The starting point
We don’t need conspiracy theories to see that something profound is happening to the ways we interact with technology. The verifiable facts are sufficient.
Around the world, corporations and governments are recording our movements, purchases, interactions, faces and voices in ways unknown in any previous era. These records feed machine‑learning models that filter job applications, determine the price we pay for insurance, decide which transactions appear suspicious, trigger airport screenings, and shape every aspect of the information we see online. Legal frameworks in many countries explicitly permit state access to telecommunications and cloud data under broad security or law‑enforcement powers. Commercial actors build parallel infrastructures for advertising, fraud detection and “customer insight” using the same raw material.

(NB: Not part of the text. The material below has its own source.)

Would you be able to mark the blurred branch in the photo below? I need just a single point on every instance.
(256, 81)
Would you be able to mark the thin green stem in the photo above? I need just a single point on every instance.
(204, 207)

Facial recognition has moved from laboratories and police experiments into airports, city streets, shopping centres and smartphones. Large‑scale data breaches and scraping operations have shown that billions of images and records can be harvested without informed consent and then reused in ways that individuals neither expect nor approve. Automated decision‑making has been adopted in credit scoring, welfare eligibility, employment screening, border control, policing and content moderation. In many of these domains, appeal mechanisms are weak, opaque, or non-existent. A person can be blocked, flagged or deprioritised by a scoring model they have never heard of and cannot interrogate or challenge.
These are not speculative observations. They can be validated from government documents, corporate disclosures, investigative reporting, academic research, technical standards, court cases and the statements of those who build and supervise these systems. The unresolved questions lie elsewhere: What kind of civilisation emerges when such systems become the default grammar of public and private life? Who benefits, who loses, and according to whose worldview? At what point does administration slide into governance by unseen metrics?
I want to explore both the advantages and the dangers of this emerging architecture without succumbing either to fashionable alarmism or to the kind of complacent boosterism that confuses novelty with progress. The point is not to rehearse clichés about “technology” as if it were an autonomous force, but to ask whose purposes are encoded into these systems, and whether a different pattern is still possible.
The promises of life with data
To start with the attractions is important. If there were no tangible benefits, we can safely assume that these infrastructures would already have been abandoned. People accept pervasive data collection in part because it appears to work.
One self-evident benefit is efficiency. Automated decision‑making, when it’s well designed, can process volumes of information far beyond the reach of individual human minds. Without machine learning models to detect anomalies in financial transactions, identify routes for ambulances, allocate scarce hospital resources, or filter spam and automated attacks, many existing services would collapse under their own complexity. Automated risk scoring, albeit imperfect, does prevent some fraud, catch some money laundering, and reduce some types of crime. In that sense, digitised surveillance and scoring build on older practices of record‑keeping and bureaucracy rather than replacing them.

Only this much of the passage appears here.